Treatments combined with monoclonal antibodies: Mayo Clinic researchers conducted in recent time an experiment to evaluate the efficacy of the addition of Proleukin ® to
Rituxan ™. Proleukin ® is a naturally occurring substance in the body's immune system. In some cases, Proleukin ® therapy only seems to stimulate the immune system against cancer. In this clinical experiment, 67% of the patients achieved an anti-carcinogenic response after Rituxan ™ and Proleukin ®, and 26% of the patients achieved a total disappearance of the cancer after therapy. Intermediate doses to high doses of Proleukin ® produced higher responses than low doses of this. These results appear to indicate that the addition of Proleukin ® to Rituxan ™ may increase anticancer effects; However, more trials are needed to determine the role of this combination of treatment.
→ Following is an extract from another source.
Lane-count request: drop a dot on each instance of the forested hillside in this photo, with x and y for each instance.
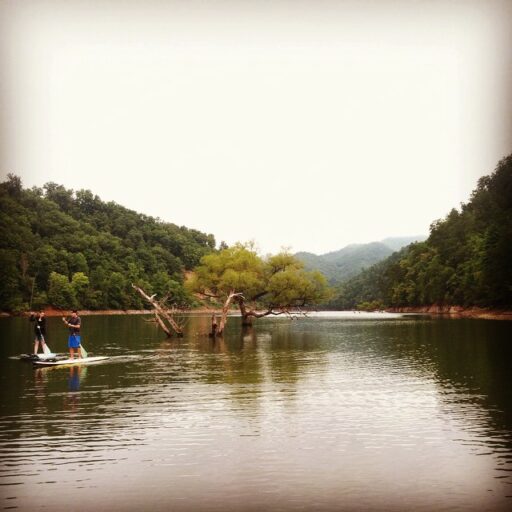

Stem cell transplantation: high doses of chemotherapy and allogeneic stem cell transplants or autologous transplantation as a treatment for repeating non-Hodgkin follicular lymphoma were assessed. Administration of high doses of chemotherapy and allogeneic stem cell transplantation has been associated with a high mortality rate with 20 to 40% of patients dying from treatment complications within two years following transplantation. However, from 50 to 80% of patients survive without evidence of relapse of lymphoma for three or more years since treatment. These results are very encouraging and suggest that patients with follicular lymphoma can be curable. Since these patients were treated many technological changes have been presented that could reduce the mortality associated with this therapy. These technological changes combined with the early use of this therapy in patients with the disease should, without doubt, be associated with low levels of toxicity. In addition, the evaluation of high doses of chemotherapy and allogeneic stem cell transplantation or autologous transplantation as primary treatment for young patients with non-Hodgkin's follicular lymphoma is being conducted.

High doses of chemotherapy and autologous stem cell transplantation for the treatment of follicular lymphoma are also assessed in clinical trials. Long follow-up is needed to determine whether the anti-cancer responses achieved result in improvements in long-term survival compared to other standard treatments.